1948 United States elections
- Election day: November 2
- Incumbent president: ▌Harry S. Truman (D)
- Next Congress: 81st

Presidential election
- Partisan control: Democratic hold
- Popular vote margin: Democratic +4.5%
- Electoral vote
- Harry S. Truman (D): 303
- Thomas E. Dewey (R): 189
- Strom Thurmond (SRD): 39
- 1948 presidential election results. Red denotes states won by Dewey, blue denotes states won by Truman, and orange denotes states won by Thurmond. Numbers indicate the electoral votes won by each candidate.

Senate elections
- Overall control: Democratic gain
- Seats contested: 33 of 96 seats (32 Class 2 seats + 2 special elections)
- Net seat change: Democratic +9
- 1948 Senate results Democratic gain Democratic hold Republican hold

House elections
- Overall control: Democratic gain
- Seats contested: All 435 voting members
- Popular vote margin: Democratic +7.2%
- Net seat change: Democratic +75
- 1948 House election results Democratic gain Democratic hold Republican gain Republican hold

Gubernatorial elections
- Seats contested: 33
- Net seat change: Democratic +6
- 1948 gubernatorial election results Democratic gain Democratic hold Republican gain Republican hold

= 1948 United States elections =

Elections were held on November 2, 1948. The election took place during the beginning stages of the Cold War. Democratic incumbent President Harry S. Truman was elected to a full term defeating Republican nominee New York Governor Thomas E. Dewey and two erstwhile Democrats. The Democrats won back control of Congress from the Republicans. Until 2020, the Democrats would never again flip a chamber of Congress in a presidential election cycle.

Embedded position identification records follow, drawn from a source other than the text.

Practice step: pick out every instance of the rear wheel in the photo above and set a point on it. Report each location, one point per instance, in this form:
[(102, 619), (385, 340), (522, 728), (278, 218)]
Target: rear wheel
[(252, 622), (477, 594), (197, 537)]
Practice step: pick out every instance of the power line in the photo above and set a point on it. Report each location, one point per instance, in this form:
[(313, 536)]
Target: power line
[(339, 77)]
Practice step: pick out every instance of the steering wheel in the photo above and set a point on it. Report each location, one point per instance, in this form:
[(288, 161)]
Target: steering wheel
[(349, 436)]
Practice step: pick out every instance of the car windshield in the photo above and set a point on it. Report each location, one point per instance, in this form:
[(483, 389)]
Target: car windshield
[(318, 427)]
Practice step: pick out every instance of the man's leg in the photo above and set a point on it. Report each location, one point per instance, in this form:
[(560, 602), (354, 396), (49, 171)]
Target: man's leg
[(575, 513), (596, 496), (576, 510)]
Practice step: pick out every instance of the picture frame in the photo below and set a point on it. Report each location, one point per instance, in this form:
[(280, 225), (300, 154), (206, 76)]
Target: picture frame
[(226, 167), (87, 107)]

In the presidential election, President Truman ran for reelection despite being widely seen, even by fellow Democrats, as a vulnerable incumbent who was too risky for the party to nominate, but he ultimately won his party's nomination. In the fight for the Republican nomination, Thomas E. Dewey, who lost the previous presidential election, was renominated. In the end, Truman won the presidential election over Dewey in an upset.

In the congressional elections, the Democratic Party benefited from the coattails of Truman's victory and retook Congress. In the Senate, the Democrats took nine seats from the Republicans, regaining control of the chamber. In the House of Representatives, the Democrats won the national popular vote by a margin of 7.2 percentage points, flipped 75 seats from the Republicans, and won a sizable majority in the chamber; a large swing in the House of Representatives would not occur again until 2010.

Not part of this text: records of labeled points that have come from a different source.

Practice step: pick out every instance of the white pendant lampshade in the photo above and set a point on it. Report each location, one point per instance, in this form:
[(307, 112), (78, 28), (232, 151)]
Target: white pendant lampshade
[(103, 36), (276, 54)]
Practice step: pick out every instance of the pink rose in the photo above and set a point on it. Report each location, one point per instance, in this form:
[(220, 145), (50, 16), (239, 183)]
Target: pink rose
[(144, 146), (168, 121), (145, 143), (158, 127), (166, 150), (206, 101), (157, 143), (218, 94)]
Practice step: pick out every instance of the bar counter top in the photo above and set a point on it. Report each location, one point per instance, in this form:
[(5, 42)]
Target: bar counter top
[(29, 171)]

In the gubernatorial elections, Democrats won six seats from the Republicans and won a majority of gubernatorial offices, Puerto Rico also elected Luis Muñoz Marín of the Popular Democratic Party as its first democratically elected governor.

This is the last time where the incumbent president's coattails led to both houses of Congress flipping in a single election cycle.

== President ==

In what is considered by most historians as the greatest upset in the history of American presidential politics, Democratic incumbent President Harry S. Truman defeated Republican nominee Thomas E. Dewey. Going into Election Day, virtually every prediction (with or without public opinion polls) indicated that Truman would lose. Truman took most states outside the Northeast and Deep South, and won the popular vote by four points. Dewey won his party's nomination for the second straight election, defeating Ohio Senator Robert A. Taft and former Minnesota Governor Harold Stassen on the Republican convention's second ballot. Truman won the Democratic nomination on the first ballot, but the party's platform on civil rights caused a third party run by Dixiecrat Strom Thurmond, the Governor of South Carolina. Thurmond took four states in the Deep South. Former Vice President and former Democrat Henry A. Wallace ran as the Progressive nominee, but took only two percent of the popular vote.

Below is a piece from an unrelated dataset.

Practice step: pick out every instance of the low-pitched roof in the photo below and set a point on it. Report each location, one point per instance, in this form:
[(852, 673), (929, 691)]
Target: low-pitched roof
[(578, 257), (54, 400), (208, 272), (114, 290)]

== United States House of Representatives ==

As in the Senate, Truman's labeling of the Republican-controlled Congress as "obstructionist" helped the Democrats win a net gain of 75 seats in the House, giving them control of the chamber.

Future president Gerald Ford won his first election in this year, being elected to Michigan's 5th congressional district.

== United States Senate ==

The Democrats gained nine seats in the Senate, enough to give them control of the chamber over the Republicans. Truman successfully campaigned against an "obstructionist" Congress that had blocked many of his initiatives. In addition, the U.S. economy had recovered from the postwar recession of 1946–1947.